Passenger traffic at Frankfurt Airport dipped by -0.4% to 61 million passengers in 2016. This was a result of the relatively weak spring and summer months, which were “characterised by markedly restrained travel bookings in the wake of geopolitical uncertainties”.

HEINEMANN Duty Free & Travel Value, Terminal 1 A+ am Flughafen Frankfurt
Retail revenue per passenger slipped in 2016 on currency shifts and weaker spend from key Asian nationalities and Russians

Group revenue declined by -0.5% year-on-year to €2.59 billion. EBITDA leapt by +24.2%, reaching a new record high of €1.05 billion. This was supported by the compensation payment received for the Manila terminal project, which boosted EBITDA by €198.8 million. Fraport’s sale of a 10.5% share in Thalita Trading Ltd., the owner of the operating company at St.
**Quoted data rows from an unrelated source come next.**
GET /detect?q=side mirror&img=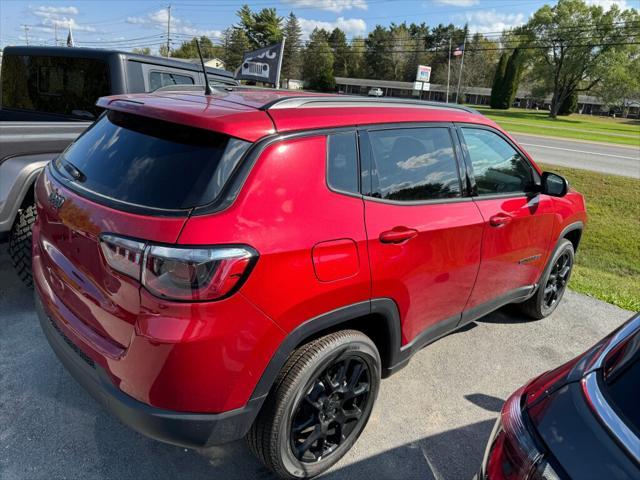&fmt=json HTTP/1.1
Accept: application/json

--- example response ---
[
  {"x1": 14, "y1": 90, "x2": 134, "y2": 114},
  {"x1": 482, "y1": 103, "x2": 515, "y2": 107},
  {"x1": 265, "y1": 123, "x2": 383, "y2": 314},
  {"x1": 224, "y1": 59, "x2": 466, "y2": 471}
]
[{"x1": 540, "y1": 172, "x2": 569, "y2": 197}]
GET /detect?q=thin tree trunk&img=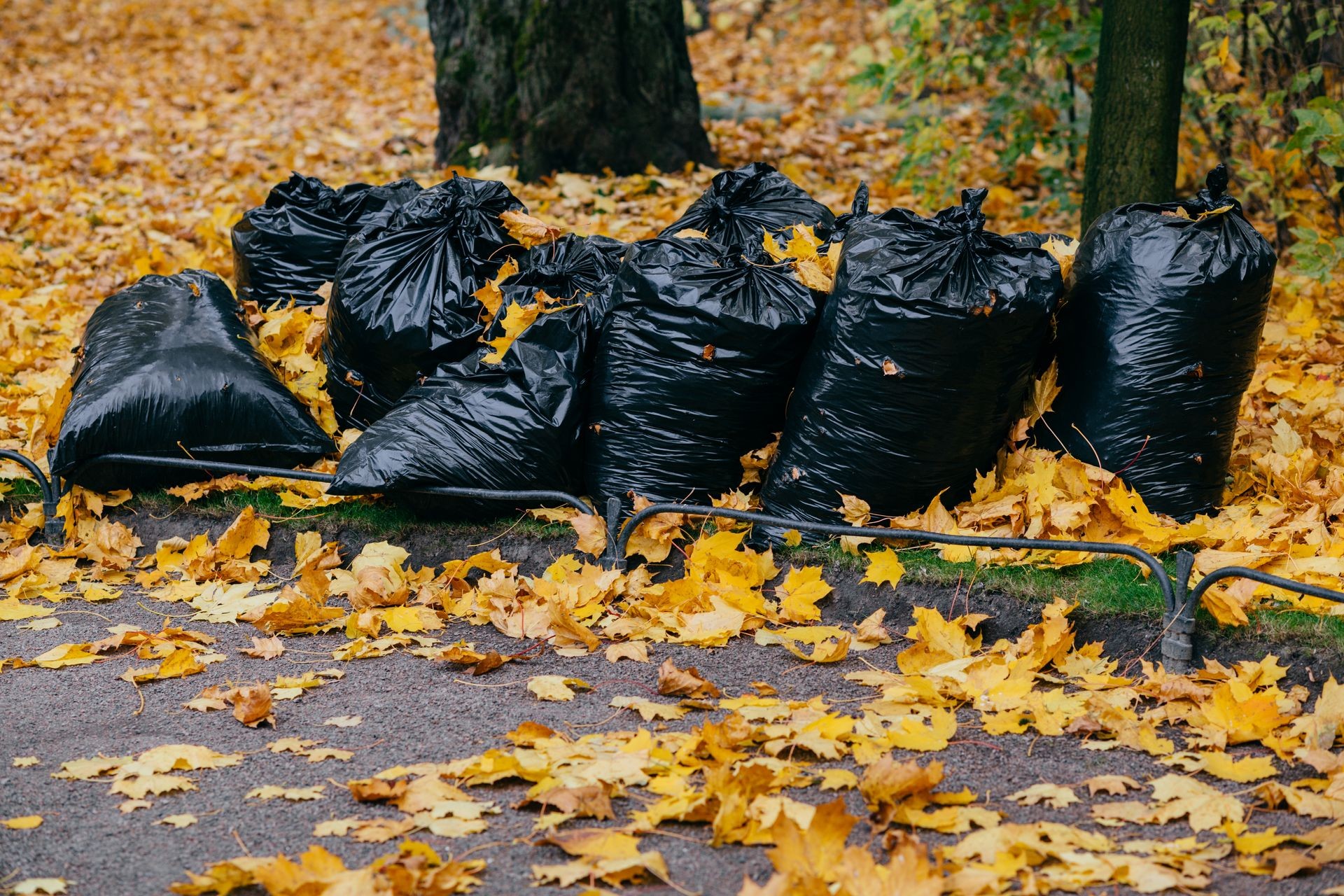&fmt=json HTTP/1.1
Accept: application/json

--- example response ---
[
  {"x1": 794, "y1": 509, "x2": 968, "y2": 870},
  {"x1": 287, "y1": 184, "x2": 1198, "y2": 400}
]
[
  {"x1": 428, "y1": 0, "x2": 714, "y2": 180},
  {"x1": 1082, "y1": 0, "x2": 1189, "y2": 230}
]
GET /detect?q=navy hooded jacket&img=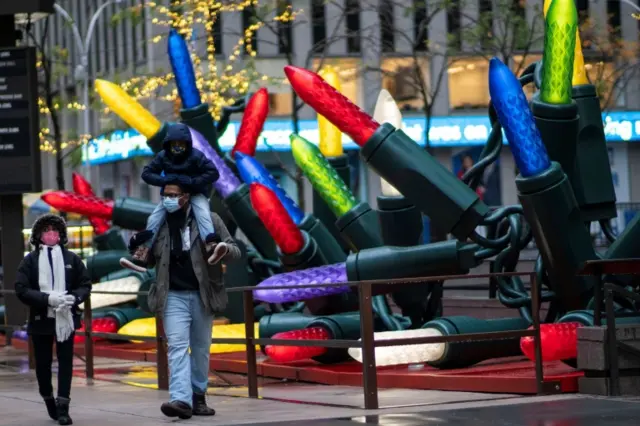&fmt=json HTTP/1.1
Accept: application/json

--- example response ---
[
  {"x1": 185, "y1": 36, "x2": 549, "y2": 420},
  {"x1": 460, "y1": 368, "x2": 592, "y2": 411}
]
[{"x1": 142, "y1": 123, "x2": 220, "y2": 197}]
Petersburg Pulkovo Airport, contributed another €40.1 million to EBITDA. Adjusting for these effects, EBITDA would have remained at the previous year’s level of about €853 million.

Net profit increased by +34.8% to €400.3 million, partly due to the above one-off impacts.

Twin boost in Brazil

In other Fraport news, the company has achieved a double win in the third round of airport privatisations in Brazil. At a public auction the company placed the top bids of R1,505.75 million (€446.81 million) for Fortaleza Airport and R382.01million (€113.36 million) for Porto Alegre Airport. The airports are currently run by state-owned Infraero.

Along with the concession fee, Fraport will pay a fixed fee amounting to 5% of each airport’s annual revenue. The concession will run for 30 years at Fortaleza and for 25 years at Porto Alegre. Fraport will be the sole owner and participant in these concessions. The concessions and future results will be fully consolidated at Fraport Group level.

Fraport AG said it expects an additional accumulated EBITDA at group level of around €350 million during the first five years and an accumulated negative contribution to profit ranging from the mid to high double-digit million Euros. Due to the takeover of the concessions and the capital expenditure, Fraport AG expects an increase in group net debt by up to around 700 million Euros in the first five years.

stefanschulte
Dr. Stefan Schulte on the new Brazil contracts: “We will quickly implement improved processes and services as well as attractive food & beverage offerings”

Fraport AG Executive Board Chairman Dr. Stefan Schulte said: “We are excited to start working at Fortaleza and Porto Alegre airports soon. We are committed to further developing both airports markedly for the benefit of the Brazil. For our airline and passenger customers, we will quickly implement improved processes and services as well as attractive food & beverage offerings.”

Fortaleza Pinto Martins International Airport is located in the federal state of Ceará in the northeast of Brazil. With over four million inhabitants, the Fortaleza metropolitan region ranks sixth in the country. The airport received 5.7 million passengers in 2016, making it the country’s 12th busiest airport.

Porto Alegre Salgado Filho International Airport serves as the gateway to Brazil’s southern-most federal state of Rio Grande do Sul, which has a population of over ten million people. The airport welcomed 7.6 million passengers in 2016, making it Brazil’s ninth largest airport by passenger traffic.

As reported, Zurich Airport AG captured the contract for Florianópolis while Vinci Airports won the bid for Salvador Airport in the privatisation auction.